When Mike has a theatre of his own and can send boxes to his friends, when Henry maybe is an editor of power, when Esther and Angel are the enthroned wives of famous men, and the new heaven and the new earth are quite finished,--will they never sigh sometimes to have the making of them all over again? Then they will have everything to enjoy, so there will be nothing left to hope for. Then there will be no spice of peril in their loves, no keen edge that comes of enforced denial; and the game of life will be too sure for ambition to keep its savour. ”There is no thrill, no excitement nowadays,” one can almost fancy their saying, and, like children playing with their bricks, ”Now let us knock it all down, and build another, one. It will be such fun.”

However, these are intrusive, autumnal thoughts in this book of simple youth, and our young people knew them not. They were far indeed from Esther's mind as she talked with Dot of the future one afternoon.

Instead, her words were full of impatience with the slow march of events, and the enforced inactivity of a girl's life at home.

”It is so much easier for the boys,” she was saying. ”There is something for them to do. But we can do nothing but sit at home and wait, darn their socks, and clap our hands at their successes. I wish I were a man!”

”No, you don't,” said Dot; ”for then you couldn't marry Mike. And you couldn't wear pretty dresses--Oh! and lots of things. I don't much envy a man's life, after all. It's all very well talking about hard work when you haven't got to do it; and it's not so much the work as the responsibility. It must be such a responsibility to be a man.”

”Of course you're right, Dot--but, oh! this waiting is so stupid, all the same. If only I could be doing something--anything!”

”Well, you _are_ doing something. Is it nothing to be all the world to a man?” said Dot, wistfully; ”nothing to be his heaven upon earth? Nothing to be the prize he is working for, and nothing to sustain and cheer him on, as you do Mike, and as Angel cheers Henry? Would Henry have been the same without Angel, or Mike the same without you? No, the man's work makes more noise, but the woman's work is none the less real and useful because it is quiet and underground.”

”Dear Dot, what a wise old thing you're growing! But you know you're longing all the time for some work to do yourself. Didn't you say the other day that you seemed to be wasting your life here, making beds and doing housework?”
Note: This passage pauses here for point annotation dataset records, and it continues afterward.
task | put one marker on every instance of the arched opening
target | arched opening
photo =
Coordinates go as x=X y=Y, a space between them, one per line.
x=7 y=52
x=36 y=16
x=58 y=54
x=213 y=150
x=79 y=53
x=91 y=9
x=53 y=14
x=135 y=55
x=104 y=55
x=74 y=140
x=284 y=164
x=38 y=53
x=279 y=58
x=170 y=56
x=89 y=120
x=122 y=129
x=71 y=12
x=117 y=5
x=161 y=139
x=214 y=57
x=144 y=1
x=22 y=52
”Yes; but I'm different. Don't you see?” retorted Dot, sadly. ”I've got no Mike. Your work is to help Mike be a great actor, but I've got no one to help be anything. You may be sure I wouldn't complain of being idle if I had. I think you're a bit forgetful sometimes how happy you are.”

”Poor old Dot! you needn't talk as if you're such a desperate old maid,--you're not twenty yet. And I'm sure it's a good thing for you that you haven't got any of the young men about here--to help be aldermen! Wait till you come and stay with us in London, then you'll soon find some one to work for, as you call it.”

”I don't know,” said Dot, thoughtfully; ”somehow I think I shall never marry.”

”I suppose you mean you'd rather be a nun or something serious of that sort.”

”Well, to tell the truth, I have been thinking lately if perhaps I couldn't do something,--perhaps go into a hospital, or something of that sort.”

”Oh, nonsense, Dot! Think of all the horrible, dirty people you'd have to attend to. Ugh!”

”Christ didn't think of that when He washed the feet of His disciples,”

said little Dot, sententiously.

”Why, Dot, how dreadfully religious you're getting! You want a good shaking! Besides, isn't it a little impious to imply that the apostles were horrible, dirty people?”

”You know what I meant,” said Dot, flus.h.i.+ng.

”Yes, of course, dear; and I think I know where you've been. You've been to see that dear Sister Agatha.”

”You admit she's a dear?”

”Of course I do; but I don't know whether she's quite good for you.”